I checked on her later in the day and she was sleeping, comfortable and peaceful, so of course I did not have to wake her up. I was being lucky, I was helping her but not getting too close. That night, as I was cleaning up and doing my evening rounds, I popped my head into her room and found her sitting up in bed reading. She looked up and invited me in. I knew, as I looked at her face, that despite my attempts to protect my heart, it was inevitable that she was going to touch me in a profound way. I took a deep breath, pulled up a chair, and sat with her. I asked her about her story. I asked what it was like to be fighting breast cancer. She could not believe I was able to talk about it, and off she went, the story and the anguish just pouring out. The distress, the anger, the guilt for putting her children through this, the guilt knowing she would be leaving them . . . we cried, and we laughed, and time passed very quickly. No one in her life, her husband, her parents (especially her parents), and her doctor, had let her talk about dying before, and she was ready to talk about it. She wanted to talk about it and she needed to share her fears and her hurts.

By the end of the first few minutes in that room I knew that she had not only moved into my heart, but that I had a new sister. We were completely bonded, and the joy she felt from this connection was contagious. I watched her visibly relax as she was able to share her pain. I knew that my heart was going to be hurt again. It was not healed yet from the last death. Her death was inevitable. The loss would be real. But I learned that night that my heart had many rooms and windows and doors to enter. That there was room for her and probably many, many more.

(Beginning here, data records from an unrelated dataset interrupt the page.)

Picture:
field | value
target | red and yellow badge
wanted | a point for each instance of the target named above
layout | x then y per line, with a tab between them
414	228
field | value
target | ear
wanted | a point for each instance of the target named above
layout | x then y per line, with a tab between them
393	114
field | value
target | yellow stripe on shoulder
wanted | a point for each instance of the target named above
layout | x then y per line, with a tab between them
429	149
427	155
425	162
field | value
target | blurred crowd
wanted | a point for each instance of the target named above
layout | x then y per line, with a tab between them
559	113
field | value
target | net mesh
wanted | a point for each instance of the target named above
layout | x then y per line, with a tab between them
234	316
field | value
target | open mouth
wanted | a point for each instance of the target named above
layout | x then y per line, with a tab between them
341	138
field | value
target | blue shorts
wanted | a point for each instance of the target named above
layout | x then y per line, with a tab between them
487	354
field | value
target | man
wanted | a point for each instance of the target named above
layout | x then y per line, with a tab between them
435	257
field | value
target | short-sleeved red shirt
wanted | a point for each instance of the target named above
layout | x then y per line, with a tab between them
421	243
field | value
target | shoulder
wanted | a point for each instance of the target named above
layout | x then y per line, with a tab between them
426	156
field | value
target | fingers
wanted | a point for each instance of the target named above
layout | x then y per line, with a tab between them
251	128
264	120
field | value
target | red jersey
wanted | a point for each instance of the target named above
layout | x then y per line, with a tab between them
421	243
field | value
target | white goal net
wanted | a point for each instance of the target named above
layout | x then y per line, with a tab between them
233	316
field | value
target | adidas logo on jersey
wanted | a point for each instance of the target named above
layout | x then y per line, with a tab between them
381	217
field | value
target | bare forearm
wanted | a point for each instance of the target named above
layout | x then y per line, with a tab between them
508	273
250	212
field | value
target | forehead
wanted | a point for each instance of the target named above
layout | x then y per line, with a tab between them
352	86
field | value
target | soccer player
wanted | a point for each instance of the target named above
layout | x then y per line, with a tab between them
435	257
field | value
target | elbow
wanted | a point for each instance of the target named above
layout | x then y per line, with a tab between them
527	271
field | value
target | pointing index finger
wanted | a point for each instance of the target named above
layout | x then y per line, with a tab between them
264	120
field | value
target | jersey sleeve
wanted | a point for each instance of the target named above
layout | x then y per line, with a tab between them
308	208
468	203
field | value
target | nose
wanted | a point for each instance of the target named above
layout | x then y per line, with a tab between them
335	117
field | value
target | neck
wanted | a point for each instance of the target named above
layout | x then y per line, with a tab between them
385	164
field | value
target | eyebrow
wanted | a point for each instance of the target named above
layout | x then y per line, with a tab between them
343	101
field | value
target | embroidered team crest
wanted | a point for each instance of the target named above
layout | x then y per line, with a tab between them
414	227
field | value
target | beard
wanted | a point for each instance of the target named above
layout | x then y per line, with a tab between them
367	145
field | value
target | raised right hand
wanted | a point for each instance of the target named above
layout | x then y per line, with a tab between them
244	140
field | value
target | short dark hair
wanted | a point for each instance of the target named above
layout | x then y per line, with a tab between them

I got to meet her kids the next day and I became the daily visitor. My heart hurts when I think about her dying, when I think about the trauma of her experience, yet, once again, I am so glad to have met her. I am so glad to have her let me into her heart as she entered mine. My life would not be as full or as rich without knowing her. It is in this kind of connection with another human being that I have learned to find God. I have learned that my heart grows and becomes more powerful, that the sentimental heart is only one aspect of the power that we have within us. It is the compassionate open honest heart that can lead us to the place where suffering and joy can coexist. I have learned that, although a lot of lip service is paid to love, we really do not know how to love well. Sure, some of it may be chemistry, and some partly grace, but it is also an art that must be learned. It takes practice to develop a compassionate heart.

One of my favorite authors on my journey out (and in) was Sam King, and in a recent book he wrote "compassion is an outgrowth of wisdom, a consequence of awareness that self and others are already joined. Love is the recognition that unity is prior to diversity. That the commonwealth is the fertile ground in which individuality is rooted. Practice loving with imagination and empathy."

At my hospice the following quote is posted for everyone to see: "There are places in the heart which do not yet exist, and into them suffering enters so that they may have existence."